The Americans with Disabilities Act is not an affirmative action law. Employers are not required to waive basic job requirements if the applicant or employee is unable to perform them due to a disabling medical condition. This basic principle was affirmed in a recent Seventh Circuit Court of Appeals decision rejecting ADA claims by a medical resident unable to pass licensing requirements.
In Rodrigo v. Carle Foundation Hosp., the employer required residents to pass three stages of medical licensing before progressing to the third year of residency. The third test is required to practice medicine in the U.S., and the hospital’s policy terminates the resident if he or she fails this stage twice, although some states allow more failures before disqualifying a candidate. The plaintiff failed the first two stages of the exam once before passing. He then failed stage three twice but attributed the failures to his medical condition. The hospital allowed him to sit for the exam a third time, which he also failed, resulting in his resignation in lieu of discharge from the residency program.
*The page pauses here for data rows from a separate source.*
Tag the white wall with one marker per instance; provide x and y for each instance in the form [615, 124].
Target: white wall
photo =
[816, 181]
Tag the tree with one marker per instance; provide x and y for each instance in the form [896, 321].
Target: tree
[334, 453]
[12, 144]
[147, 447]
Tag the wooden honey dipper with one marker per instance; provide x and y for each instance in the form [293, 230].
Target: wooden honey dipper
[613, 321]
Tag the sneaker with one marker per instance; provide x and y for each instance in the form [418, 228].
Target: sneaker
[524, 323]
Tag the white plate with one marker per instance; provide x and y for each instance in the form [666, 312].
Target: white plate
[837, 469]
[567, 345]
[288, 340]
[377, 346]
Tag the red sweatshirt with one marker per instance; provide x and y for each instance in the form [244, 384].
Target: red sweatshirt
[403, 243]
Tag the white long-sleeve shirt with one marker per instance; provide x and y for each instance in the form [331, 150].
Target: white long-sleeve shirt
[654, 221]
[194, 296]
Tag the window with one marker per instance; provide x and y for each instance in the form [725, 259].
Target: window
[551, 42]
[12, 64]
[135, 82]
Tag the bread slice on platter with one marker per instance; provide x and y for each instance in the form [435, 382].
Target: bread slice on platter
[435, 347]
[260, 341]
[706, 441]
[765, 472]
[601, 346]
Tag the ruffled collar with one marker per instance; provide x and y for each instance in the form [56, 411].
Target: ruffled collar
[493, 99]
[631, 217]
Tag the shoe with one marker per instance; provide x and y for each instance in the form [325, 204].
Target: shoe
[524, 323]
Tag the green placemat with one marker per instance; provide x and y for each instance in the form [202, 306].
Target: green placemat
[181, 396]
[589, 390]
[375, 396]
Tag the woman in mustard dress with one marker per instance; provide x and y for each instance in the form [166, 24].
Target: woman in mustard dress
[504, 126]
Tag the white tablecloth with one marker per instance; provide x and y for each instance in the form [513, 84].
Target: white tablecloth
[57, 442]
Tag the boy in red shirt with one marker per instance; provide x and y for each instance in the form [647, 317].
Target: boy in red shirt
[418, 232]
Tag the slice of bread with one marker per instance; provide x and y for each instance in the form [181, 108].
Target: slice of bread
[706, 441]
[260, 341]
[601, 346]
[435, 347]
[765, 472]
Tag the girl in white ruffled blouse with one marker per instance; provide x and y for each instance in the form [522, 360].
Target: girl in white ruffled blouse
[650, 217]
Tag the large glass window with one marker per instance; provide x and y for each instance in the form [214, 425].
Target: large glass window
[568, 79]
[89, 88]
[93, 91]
The plaintiff then sued the hospital, seeking reinstatement on the basis that his failure resulted from discrimination and failure to accommodate his medical condition. The Seventh Circuit affirmed dismissal of the claim. The court concluded that the plaintiff was not qualified under the ADA to perform the essential functions of the position because he was unable to pass an examination required for medical licensing. Refusal by the hospital to allow unlimited attempts at the test did not constitute discrimination or retaliation. It simply recognized that he was unable to perform the job.
This case demonstrates that employers can rely on licensing and similar job qualifications to refuse employment to a disabled person unable to meet these requirements. While the employer may need to consider reasonable accommodations to allow the disabled person to seek licensure, it will not be required to waive these requirements.